Dentro de religiões de matriz africana existe o culto aos eguns, que pode ser definido como um culto aos ancestrais, a celabração e preservação da coletividade. No candomblé um Babá egun é a alma de um ancestral, é diferente dos pretos velhos, mestres de jurema ou caboclos. Esses eguns recebem as mesmas homenagens que os Orixás, porém as festas e celebrações não podem ocupar os mesmos espaços das dinvindades, geralmente são feitas ao ar livre ou em lugares específicos para isso.

Quando T'Chala, depois do ritual de passagem que o consagrou como rei de Wakanda e lhe deu o direito sobre o traje e título de Pantera Negra, outra cerimônia se fez necessária. Ao ingerir uma bebida feita a partir de uma erva sagrada ele acessa o mundo ancestral. Lá ele encontra não só o seu pai, o rei T'Chaka, mas todos os outros panteras negras. É uma das cenas mais lindas do filme. A questão é que, para T'Chala chegar àquele ponto todos aqueles homens já tinham trilhado um longo caminho, e agora estavam ali para tranferir-lhe conselhos e força.


Com certeza a ficção traduziu muito bem uma experiência espiritual praticada por religioões afro em vários lugares do mundo, e não é a primeira vez que a indústria americana faz isso. Em o Rei Leão, Mufasa, depois da salvar Simba do ataque da hienas no cimitério de elefantes, tem uma conversa com o herdeiro sobre medo, sobre o futuro e sobre o passado. Mufasa ensina ao pequeno que os grandes reis de outros tempos olham para terra a partir das estrelas, e que, sempre que ele se sentisse sozinho, poderia recorrer a eles, pois um dia ele mesmo estaria lá. Não por acaso essa cena da animação foi referência no filme do Pantera. O cenário, a luz, estava tudo lá.

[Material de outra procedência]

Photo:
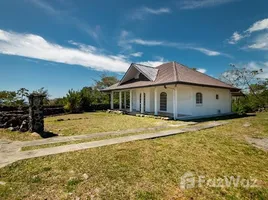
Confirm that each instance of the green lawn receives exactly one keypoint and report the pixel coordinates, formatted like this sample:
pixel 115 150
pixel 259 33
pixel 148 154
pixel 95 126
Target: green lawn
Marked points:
pixel 149 169
pixel 86 123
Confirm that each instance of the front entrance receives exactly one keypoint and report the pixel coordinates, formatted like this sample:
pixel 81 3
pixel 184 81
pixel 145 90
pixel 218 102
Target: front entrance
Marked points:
pixel 144 100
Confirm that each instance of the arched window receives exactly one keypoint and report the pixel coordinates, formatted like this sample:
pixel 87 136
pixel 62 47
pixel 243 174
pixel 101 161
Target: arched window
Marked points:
pixel 199 98
pixel 163 101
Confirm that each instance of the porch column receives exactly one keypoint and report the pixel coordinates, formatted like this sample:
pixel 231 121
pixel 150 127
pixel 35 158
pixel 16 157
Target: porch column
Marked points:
pixel 155 102
pixel 142 102
pixel 120 100
pixel 112 100
pixel 125 100
pixel 130 101
pixel 175 103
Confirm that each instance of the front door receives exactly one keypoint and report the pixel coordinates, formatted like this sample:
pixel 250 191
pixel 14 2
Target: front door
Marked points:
pixel 144 100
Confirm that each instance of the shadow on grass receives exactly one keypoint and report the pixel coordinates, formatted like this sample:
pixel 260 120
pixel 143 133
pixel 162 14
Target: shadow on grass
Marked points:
pixel 226 117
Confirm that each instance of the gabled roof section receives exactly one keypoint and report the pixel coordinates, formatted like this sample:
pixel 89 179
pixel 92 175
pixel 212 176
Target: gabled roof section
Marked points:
pixel 149 72
pixel 167 73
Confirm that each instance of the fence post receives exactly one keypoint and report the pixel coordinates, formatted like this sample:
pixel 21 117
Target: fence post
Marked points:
pixel 36 113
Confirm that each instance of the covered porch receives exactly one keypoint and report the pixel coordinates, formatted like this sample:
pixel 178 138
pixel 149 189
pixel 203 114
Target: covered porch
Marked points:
pixel 158 101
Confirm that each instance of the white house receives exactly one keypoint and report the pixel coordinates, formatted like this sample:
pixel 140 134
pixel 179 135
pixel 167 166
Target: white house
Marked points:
pixel 171 89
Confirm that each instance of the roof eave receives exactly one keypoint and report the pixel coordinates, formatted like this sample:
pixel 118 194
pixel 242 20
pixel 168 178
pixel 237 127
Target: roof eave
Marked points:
pixel 170 83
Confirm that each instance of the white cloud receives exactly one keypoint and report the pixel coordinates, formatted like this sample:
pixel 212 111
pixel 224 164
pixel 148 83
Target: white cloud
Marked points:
pixel 257 66
pixel 197 4
pixel 147 42
pixel 137 54
pixel 156 11
pixel 208 52
pixel 201 70
pixel 154 63
pixel 34 46
pixel 260 42
pixel 141 13
pixel 235 38
pixel 64 17
pixel 122 42
pixel 177 45
pixel 259 26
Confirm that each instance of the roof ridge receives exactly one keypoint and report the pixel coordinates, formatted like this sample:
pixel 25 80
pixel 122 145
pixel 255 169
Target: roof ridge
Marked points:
pixel 143 65
pixel 203 74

Para além disso, o filme inteiro é a celebração de um passado, de uma ancestralidade, de uma multiplicidade de culturas e expressões que foi negada a todos os que sobreviveram a travessia do Atlântico para as Américas. Nossos ancetrais escravizados tiveram seus nomes trocados, foram misturados aos seus inimigos para que não pudessem se organizar em levantes, mas mesmo assim muitos o fizeram. Não podiam exercer sua fé, era obrigados a aprender e falar somente a língua de seus opressores; famílias foram desfeitas... 

De repente toda uma história que nos foi negada nos é apresentada num deslumbre. Niloticas da Etiópia e do Sudão, os Fulani da Nigéria, os Mssai do Quênia e da Tanzânia, os Himba de Angola e Namíbia, os Ashanti de Gana, as guerreiras Fon de Benin... Um panteão africano de beleza que eu nunca tinha visto, ou aprendido a admirar, todos ali diante de mim em cada detalhe. Chadwick se foi, e parece que perdemos um parente. Isso porque ele protagonizou uma história, uma alegoria de uma porção de histórias que nunca nos contaram, que esconderam de nós, que negaram e demonizaram. Wakanda é uma projeção utópica de África sem a mão violenta do colonizador.

Chadwick lutou durante quatro anos contra um câncer no cólon, gravou nove filmes ao longo desse período. Eu não consigo imaginar a dor que esse homem sentia, o esforço que ele empregou no trabalho escondendo o tratamento de tanta gente. Está longe de mim imaginá-lo como uma figura inabalável diante de tudo isso, mas é inevitável admirar. Ele sabia o que esse filme representaria em sua trajetória, ele viu crianças sendo profundamente tocadas pelo filme, ele viu a proporção que isso tomou no mundo inteiro. A ele, e toda à produção envolvida, obrigada, mais uma vez. À família, meus sentimentos mais profundos. Aos meus irmãos e irmãs, mantenham-se firmes. Yibambe.